You do not build houses on flood plains and expect nature to act accordingly.
[begins eating the bananas and talks with her mouth full.]
You cannot stop me falling more and more in love every single day with a person who means the world to me.
You cannot stick a label on this sickness, call it a disease, not give me any space for this messiness. You cannot call this a sickness if it is something I feel all the time. You can’t put me in a box and expect me to stay there and be ok I’m going to change. I’m going to grow up. It’s going to get messy. This isn’t something I can shake off.
I can’t do it. I can’t pretend anymore.
[continues eating bananas almost gagging with the amount of food in her mouth, speaking through it.]

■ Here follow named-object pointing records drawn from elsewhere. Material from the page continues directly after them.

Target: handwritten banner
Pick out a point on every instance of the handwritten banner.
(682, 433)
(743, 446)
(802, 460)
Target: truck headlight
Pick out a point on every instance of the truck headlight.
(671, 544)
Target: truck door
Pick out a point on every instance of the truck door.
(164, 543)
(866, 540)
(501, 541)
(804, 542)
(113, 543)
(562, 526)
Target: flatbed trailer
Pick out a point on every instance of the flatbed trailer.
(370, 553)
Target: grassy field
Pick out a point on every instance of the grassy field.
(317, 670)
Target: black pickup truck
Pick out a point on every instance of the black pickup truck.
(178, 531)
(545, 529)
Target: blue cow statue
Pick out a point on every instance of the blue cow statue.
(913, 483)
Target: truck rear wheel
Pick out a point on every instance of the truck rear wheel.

When you do not have hard conversations, when you keep the truth about yourself a secret, you’re essentially holding a grenade
[the banana eating has finished]
Everyone’s ready for me to pull the pin – of the grenade
Elsewhere I wouldn’t be so lucky.
I can’t keep it down
The secret.
I can’t keep it down.
I hate it
It’s fine
I’m totally fine
And yet
it was the wine that tipped me over the edge
moved me forward
cleansed me
got me here
Let’s let things be messy for a while
I’m going to try let some of it out
Cause I can’t keep doing this over and over again.
And expect good results
[sits at the table]
I keep thinking about the end of all this
But I can’t
Because this is a process
This is an ongoing evaluation of my life and my preference and until I can help myself and go after what I want without vomiting everywhere, the work doesn’t stop
Until I can stand up and say that these are the things I need and these are the people I want and this is who I am
Well
I guess there’s still a long way to go
Thanks
[leaves the stage]
“…This won’t be a big coming-out speech tonight because I already did my coming out about a thousand years ago back in the Stone Age, in those very quaint days when a fragile young girl would open up to trusted friends and family and co-workers and then gradually, proudly to everyone who knew her, to everyone she actually met. But now I’m told, apparently, that every celebrity is expected to honour the details of their private life with a press conference, a fragrance and a prime-time reality show.”